Why do I say this? Look what happened in 2008. In 2008 everything, and I mean EVERYTHING got hammered. That is, everything for government bond funds. Government bonds did swimmingly in that year as everyone was fleeing from risk into assurance.
What did a typical corporate bond fund do in 2008? Well look at USAA’s Income Fund, USAIX. It was down over 5%.
What did the TSP F Fund do? It was UP over 5%! The only way to do that was to have exposure to government bonds, such as GNMAs.
Does the F Fund have some corporate bonds in ti too? Yup. That’s why I actually changed my mind mid-episode as to the fund I’d choose for my fixed income holdings, the G Fund or the F.
The F has a broader range of fixed income products in its portfolio. That will lead to a bit more risk but should provide more return too.
In fact over the last 10 years we see that precisely. The F fund doubled the rate of return of the G. In a low yielding environment every percentage point you can get helps, a lot.
So, if you can get say double the rate of return of the G Fund without doubling the risk, that’s a chance I’d take indeed.

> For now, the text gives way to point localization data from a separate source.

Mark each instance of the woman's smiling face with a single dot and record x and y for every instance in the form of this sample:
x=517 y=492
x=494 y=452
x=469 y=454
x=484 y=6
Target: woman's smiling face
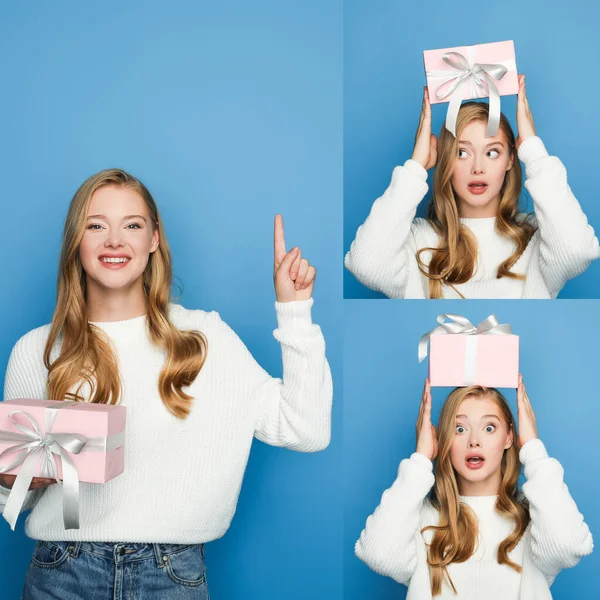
x=118 y=238
x=479 y=170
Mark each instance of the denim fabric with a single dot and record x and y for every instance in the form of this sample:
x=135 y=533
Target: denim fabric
x=116 y=571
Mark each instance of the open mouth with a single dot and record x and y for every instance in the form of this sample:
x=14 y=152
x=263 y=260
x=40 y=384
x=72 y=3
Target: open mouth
x=475 y=462
x=114 y=263
x=477 y=187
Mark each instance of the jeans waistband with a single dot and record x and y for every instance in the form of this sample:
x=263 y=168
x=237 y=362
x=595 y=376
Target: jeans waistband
x=127 y=551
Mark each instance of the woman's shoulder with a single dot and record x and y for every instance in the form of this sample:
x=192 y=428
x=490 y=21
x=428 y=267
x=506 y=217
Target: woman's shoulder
x=34 y=340
x=194 y=318
x=423 y=233
x=28 y=351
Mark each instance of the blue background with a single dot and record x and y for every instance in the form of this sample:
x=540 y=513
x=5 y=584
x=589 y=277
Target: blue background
x=229 y=112
x=555 y=44
x=383 y=384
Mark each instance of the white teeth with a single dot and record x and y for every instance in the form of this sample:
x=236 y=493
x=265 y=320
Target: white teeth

Will it ALWAYS double the returns of the G fund? Of course not. It may in fact perform worse. I’ve no clue.
But given it’s track record and history of never having wealth destroying years, I’m pretty fond of the F fund.
Now, mind you, I’m not fond of bond funds in the whole. After taxes and inflation, it’s going to be awful to make any money in them.
But if I needed to put a bond fund into my portfolio, I won’t yell at you for choosing the TSP F Fund.